Cybercriminals are preparing for ‘Cyber Monday'.
Paul Judge, co-founder and chief technology officer of web security firm Purewire, told SCMagazineUS.com that the number of people that are going to be online Monday with their credit cards sitting next to their keyboard ‘is really a numbers game'.
In preparation for a major worldwide online shopping day, Judge claimed that cybercriminals are registering new domain names, purchasing advertisement space and creating user profiles on social networking and e-commerce sites to host malicious content and lure users into clicking on it in preparation.

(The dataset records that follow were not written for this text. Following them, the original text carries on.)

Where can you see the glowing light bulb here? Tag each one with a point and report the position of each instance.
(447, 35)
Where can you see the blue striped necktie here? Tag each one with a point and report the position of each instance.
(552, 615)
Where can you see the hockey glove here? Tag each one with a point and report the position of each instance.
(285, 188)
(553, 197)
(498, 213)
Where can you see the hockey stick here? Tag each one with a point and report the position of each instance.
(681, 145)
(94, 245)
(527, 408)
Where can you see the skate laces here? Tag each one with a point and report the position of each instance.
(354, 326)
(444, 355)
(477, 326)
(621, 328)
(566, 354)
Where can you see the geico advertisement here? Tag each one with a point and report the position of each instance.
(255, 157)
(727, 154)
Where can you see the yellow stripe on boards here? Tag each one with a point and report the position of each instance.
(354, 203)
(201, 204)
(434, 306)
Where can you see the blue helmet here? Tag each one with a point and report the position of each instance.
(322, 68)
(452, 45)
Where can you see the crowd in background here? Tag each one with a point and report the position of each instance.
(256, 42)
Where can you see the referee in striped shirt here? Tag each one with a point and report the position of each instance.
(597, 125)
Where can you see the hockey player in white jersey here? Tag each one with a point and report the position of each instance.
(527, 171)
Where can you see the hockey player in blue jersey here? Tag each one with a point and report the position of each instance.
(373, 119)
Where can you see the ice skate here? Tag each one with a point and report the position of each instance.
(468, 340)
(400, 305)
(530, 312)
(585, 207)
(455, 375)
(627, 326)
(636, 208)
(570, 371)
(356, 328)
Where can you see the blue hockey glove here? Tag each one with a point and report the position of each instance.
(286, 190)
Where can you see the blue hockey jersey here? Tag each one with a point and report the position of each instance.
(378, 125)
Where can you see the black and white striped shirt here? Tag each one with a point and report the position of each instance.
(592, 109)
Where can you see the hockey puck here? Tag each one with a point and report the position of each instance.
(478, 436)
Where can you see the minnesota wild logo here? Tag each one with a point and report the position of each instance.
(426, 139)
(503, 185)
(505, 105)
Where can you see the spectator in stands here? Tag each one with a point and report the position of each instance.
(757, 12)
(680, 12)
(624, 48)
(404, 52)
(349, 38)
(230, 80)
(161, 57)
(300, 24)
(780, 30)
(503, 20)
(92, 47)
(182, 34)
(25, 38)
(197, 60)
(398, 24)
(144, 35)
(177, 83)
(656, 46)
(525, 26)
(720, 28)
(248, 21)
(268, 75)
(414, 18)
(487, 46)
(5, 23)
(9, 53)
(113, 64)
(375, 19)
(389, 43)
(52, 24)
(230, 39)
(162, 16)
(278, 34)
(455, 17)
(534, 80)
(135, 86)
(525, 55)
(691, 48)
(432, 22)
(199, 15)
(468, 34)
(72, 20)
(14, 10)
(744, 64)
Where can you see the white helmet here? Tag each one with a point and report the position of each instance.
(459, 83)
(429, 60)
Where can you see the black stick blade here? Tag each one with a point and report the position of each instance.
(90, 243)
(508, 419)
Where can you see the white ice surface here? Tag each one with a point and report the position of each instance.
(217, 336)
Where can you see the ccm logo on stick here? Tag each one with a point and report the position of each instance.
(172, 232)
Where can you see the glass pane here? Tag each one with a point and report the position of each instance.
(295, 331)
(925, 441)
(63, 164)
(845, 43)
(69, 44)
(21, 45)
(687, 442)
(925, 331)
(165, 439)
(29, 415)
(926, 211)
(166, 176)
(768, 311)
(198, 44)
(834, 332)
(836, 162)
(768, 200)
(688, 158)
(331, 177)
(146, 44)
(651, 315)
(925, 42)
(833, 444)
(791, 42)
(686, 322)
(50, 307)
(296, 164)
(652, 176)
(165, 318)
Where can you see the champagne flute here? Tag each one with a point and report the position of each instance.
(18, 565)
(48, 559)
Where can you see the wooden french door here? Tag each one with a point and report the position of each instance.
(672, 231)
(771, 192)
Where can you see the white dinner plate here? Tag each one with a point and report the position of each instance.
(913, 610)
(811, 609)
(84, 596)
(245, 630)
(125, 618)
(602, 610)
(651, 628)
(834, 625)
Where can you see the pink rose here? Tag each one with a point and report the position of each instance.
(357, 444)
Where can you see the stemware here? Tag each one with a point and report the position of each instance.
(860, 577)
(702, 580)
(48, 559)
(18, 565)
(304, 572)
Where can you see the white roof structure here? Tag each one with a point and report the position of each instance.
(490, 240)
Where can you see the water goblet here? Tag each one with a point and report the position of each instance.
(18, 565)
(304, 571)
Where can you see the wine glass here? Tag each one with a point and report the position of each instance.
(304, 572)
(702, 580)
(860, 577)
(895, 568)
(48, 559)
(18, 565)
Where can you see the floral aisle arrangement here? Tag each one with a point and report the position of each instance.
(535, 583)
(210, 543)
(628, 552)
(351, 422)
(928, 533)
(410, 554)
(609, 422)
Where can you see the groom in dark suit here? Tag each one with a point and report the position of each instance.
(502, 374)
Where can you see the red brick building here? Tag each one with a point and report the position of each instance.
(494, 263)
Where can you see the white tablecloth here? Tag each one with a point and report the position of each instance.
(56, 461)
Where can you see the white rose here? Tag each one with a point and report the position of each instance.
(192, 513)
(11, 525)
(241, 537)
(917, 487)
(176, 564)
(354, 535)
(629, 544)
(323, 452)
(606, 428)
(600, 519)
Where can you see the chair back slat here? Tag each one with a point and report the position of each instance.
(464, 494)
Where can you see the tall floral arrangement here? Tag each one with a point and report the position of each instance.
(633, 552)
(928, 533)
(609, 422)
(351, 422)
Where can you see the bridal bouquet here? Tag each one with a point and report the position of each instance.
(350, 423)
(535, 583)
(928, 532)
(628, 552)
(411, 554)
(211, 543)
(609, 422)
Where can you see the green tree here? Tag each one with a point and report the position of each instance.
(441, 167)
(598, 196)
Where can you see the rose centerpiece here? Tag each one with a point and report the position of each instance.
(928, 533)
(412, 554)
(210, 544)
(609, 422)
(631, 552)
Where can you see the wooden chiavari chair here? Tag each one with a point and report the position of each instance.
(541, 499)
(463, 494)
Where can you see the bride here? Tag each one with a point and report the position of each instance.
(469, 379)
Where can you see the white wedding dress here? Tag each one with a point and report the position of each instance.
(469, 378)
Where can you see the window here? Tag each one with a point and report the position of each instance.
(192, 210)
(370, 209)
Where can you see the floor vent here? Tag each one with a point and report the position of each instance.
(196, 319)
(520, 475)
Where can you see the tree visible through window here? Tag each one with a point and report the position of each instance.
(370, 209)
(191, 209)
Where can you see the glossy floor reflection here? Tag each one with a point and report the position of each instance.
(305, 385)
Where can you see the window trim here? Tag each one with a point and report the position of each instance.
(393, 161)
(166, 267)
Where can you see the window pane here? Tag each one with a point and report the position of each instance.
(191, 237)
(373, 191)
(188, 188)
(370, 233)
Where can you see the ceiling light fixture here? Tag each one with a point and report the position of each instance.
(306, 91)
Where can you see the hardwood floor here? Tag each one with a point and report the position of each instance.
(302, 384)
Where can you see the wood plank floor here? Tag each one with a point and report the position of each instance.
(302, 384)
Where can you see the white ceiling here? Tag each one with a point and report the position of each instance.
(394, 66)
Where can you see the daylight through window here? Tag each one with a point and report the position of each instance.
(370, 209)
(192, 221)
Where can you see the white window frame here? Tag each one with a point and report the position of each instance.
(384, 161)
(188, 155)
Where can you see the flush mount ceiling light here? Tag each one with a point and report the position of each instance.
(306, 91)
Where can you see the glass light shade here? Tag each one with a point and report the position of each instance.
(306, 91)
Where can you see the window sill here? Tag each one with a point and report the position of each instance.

Judge said: “With a fake commerce site, you don't need to steal a user's information, they will hand it over to you.”
Derek Manky, security researcher for Fortinet, warned users of ‘too-good-to-be-true' spam advertisements designed to lure bargain shoppers. While researchers at Marshall8e6's threat labs are also expecting threats that prey on shoppers' need for a good deal because of the economy.
Mark Parker, senior product manager at Marshal8e6, predicted that threats will likely come in the form of phishing emails with fake coupons in them, and posts to message boards with malicious links.
He warned that when chasing the better deal online, users should not compromise the quality of the vendor, experts said. The safest route is to stick with reputable brands and vendors. He also warned enterprises to remind employees to use good practices when shopping on the internet, have a solution in place to block malicious code and phishing emails, run reports and monitor user activity.
Parker said: “Judge said organisations should have an anti-virus solution in place that scans web traffic, not just one that runs on a mail server or an individual's computer. Enterprises without the proper security measures in place should consider locking down access to personal sites until the network is better safeguarded.”